You will need to be monitored periodically to ensure successful treatment.
Should medication be required to manage your glaucoma, Dr. Besser will recommend the optimal class of medications and make sure you understand how to apply the drops.
2. Selective Laser Trabeculoplasty (SLT)
Dr. Besser, your eye specialist in the Los Angeles area, has used SLT as an effective glaucoma management technique for over 15 years. He often recommends this treatment as a first-line therapy for his patients.
The SLT applies laser energy to tissues in the trabecular meshwork, which helps drain fluid from the eye and, subsequently, lower pressure. When used as an initial treatment, SLT lowers IOP by about 30% — without the need for eye drops.
Studies have shown that most patients do not use glaucoma medications as directed, which can cause the disease to progress. Lowering the intraocular pressure through a quick, painless in-office procedure allows for a safe way to control open-angle glaucoma.
3. Minimally Invasive Glaucoma Surgery (MIGS)
Patients whose glaucoma cannot be managed by medications or SLT often turn to traditional glaucoma surgeries. Some patients can definitely benefit from these procedures.
However, modern minimally invasive glaucoma surgeries (MIGS) have become the safest option, helping avoid potential complications associated with more invasive glaucoma treatment procedures.

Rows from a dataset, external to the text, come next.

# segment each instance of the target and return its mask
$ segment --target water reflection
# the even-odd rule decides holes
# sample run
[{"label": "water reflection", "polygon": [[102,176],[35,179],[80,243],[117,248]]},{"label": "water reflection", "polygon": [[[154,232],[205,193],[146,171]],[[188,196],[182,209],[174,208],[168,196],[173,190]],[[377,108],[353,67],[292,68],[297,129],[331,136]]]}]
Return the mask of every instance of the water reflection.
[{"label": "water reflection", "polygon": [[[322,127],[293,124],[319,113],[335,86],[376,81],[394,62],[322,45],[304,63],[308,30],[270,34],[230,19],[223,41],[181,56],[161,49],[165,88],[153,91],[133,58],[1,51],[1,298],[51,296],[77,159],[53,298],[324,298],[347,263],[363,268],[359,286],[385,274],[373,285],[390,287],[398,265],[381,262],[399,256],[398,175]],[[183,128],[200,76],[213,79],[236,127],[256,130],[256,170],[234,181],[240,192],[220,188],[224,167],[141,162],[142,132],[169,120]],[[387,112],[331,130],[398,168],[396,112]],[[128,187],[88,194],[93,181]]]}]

MIGS procedures work by implanting microscopic-sized devices that facilitate drainage of built-up fluid, bypassing the trabecular meshwork. These devices are usually, though not always, implanted during cataract surgery. They are also indicated for mild and moderate glaucoma management.
Some examples of MIGS procedures performed by a glaucoma specialist are:
Using minimally invasive glaucoma surgery, Dr. Besser can insert the iStent Inject, a micro-sized medical device implanted into the eye — the smallest implantable device available for the human body — to bypass blockages in the trabecular meshwork.
The stent connects the front part of the eye with drainage pathways beyond the trabecular meshwork. The implanted stent is comfortable and unnoticeable. The patient does not see or feel it inside their eye.
Another MIGS procedure, this time passing a tiny device through the trabecular meshwork and into the Schlemm’s Canal, is the Hydrus Microstent implant.
This device also facilitates the drainage of the aqueous humor, reducing intraocular pressure. Once inserted, the stent is neither seen nor felt by the patient at all.
Using the Kahook Dual Blade, Dr. Besser removes a small segment of the trabecular meshwork in the eye.
This is the tissue that, in patients with glaucoma, prevents the aqueous humor from leaving the eye, leading to increased pressure and damage to the optic nerve.
By removing a portion of this meshwork, the fluid in the eye drains directly into the collector channels, lowering the intraocular pressure.
Unlike the iStent and the Hydrus stents, KDB Goniotomy may be performed in combination with cataract surgery or as a stand-alone procedure.